Layer Construction of Three-Dimensional Z2 Monopole Charge Nodal Line Semimetals and prediction of the abundant candidate materials

TL;DR

This paper introduces a layer construction method for 3D $ ext{Z}_2$ nodal line semimetals, predicts new candidate materials, and broadens the understanding and application of topological semimetal states.

Contribution

It extends layer construction techniques to topological semimetals, enabling the prediction of new $ ext{Z}_2$ nodal line semimetals and their candidate materials.

Findings

Constructed 3D $ ext{Z}_2$ nodal line semimetals from 2D Dirac semimetals.

Predicted 14 Si and Ge structures as candidates.
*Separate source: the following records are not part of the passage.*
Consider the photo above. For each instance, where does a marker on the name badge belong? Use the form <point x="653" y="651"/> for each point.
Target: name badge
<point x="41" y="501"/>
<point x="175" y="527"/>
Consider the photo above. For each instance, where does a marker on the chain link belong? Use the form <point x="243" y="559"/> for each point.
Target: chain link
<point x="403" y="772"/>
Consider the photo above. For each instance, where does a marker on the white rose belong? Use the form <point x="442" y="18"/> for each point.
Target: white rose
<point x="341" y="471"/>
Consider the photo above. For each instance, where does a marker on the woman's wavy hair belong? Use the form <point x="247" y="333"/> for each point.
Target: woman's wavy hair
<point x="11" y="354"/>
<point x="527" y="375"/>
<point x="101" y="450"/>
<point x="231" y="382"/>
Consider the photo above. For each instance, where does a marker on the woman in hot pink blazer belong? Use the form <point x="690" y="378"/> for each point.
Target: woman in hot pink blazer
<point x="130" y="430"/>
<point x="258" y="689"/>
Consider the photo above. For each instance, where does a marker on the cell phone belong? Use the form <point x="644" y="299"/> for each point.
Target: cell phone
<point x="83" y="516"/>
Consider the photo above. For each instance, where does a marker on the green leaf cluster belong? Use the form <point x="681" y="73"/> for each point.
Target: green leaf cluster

Identified 108 transition metal dichalcogenides as candidates.

Abstract

The interplay between symmetry and topology led to the concept of symmetry-protected topological states, including all non-interacting and weakly interacting topological quantum states. Among them, recently proposed nodal line semimetal states with space-time inversion ($\mathcal{PT}$) symmetry which are classified by the Stiefel-Whitney characteristic class associated with real vector bundles and can carry a nontrivial $\mathbb{Z}_2$ monopole charge have attracted widespread attention. However, we know less about such 3D $\mathbb{Z}_2$ nodal line semimetals and do not know how to construct them. In this work, we first extend the layer construction previously used to construct topological insulating states to topological semimetallic systems. We construct 3D $\mathbb{Z}_2$ nodal line semimetals by stacking of 2D $\mathcal{PT}$-symmetric Dirac semimetals via nonsymmorphic symmetries. Based on our construction scheme, effective model and combined with first-principles calculations, we predict two types of candidate electronic materials for $\mathbb{Z}_2$ nodal line semimetals, namely 14 Si and Ge structures and 108 transition metal dichalcogenides $MX_2$ ($M$=Cr, Mo, W, $X$=S, Se, Te). Our theoretical construction scheme can be directly applied to metamaterials and circuit systems. Our work not only greatly enriches the candidate materials and deepens the understanding of $\mathbb{Z}_2$ nodal line semimetal states but also significantly extends the application scope of layer construction.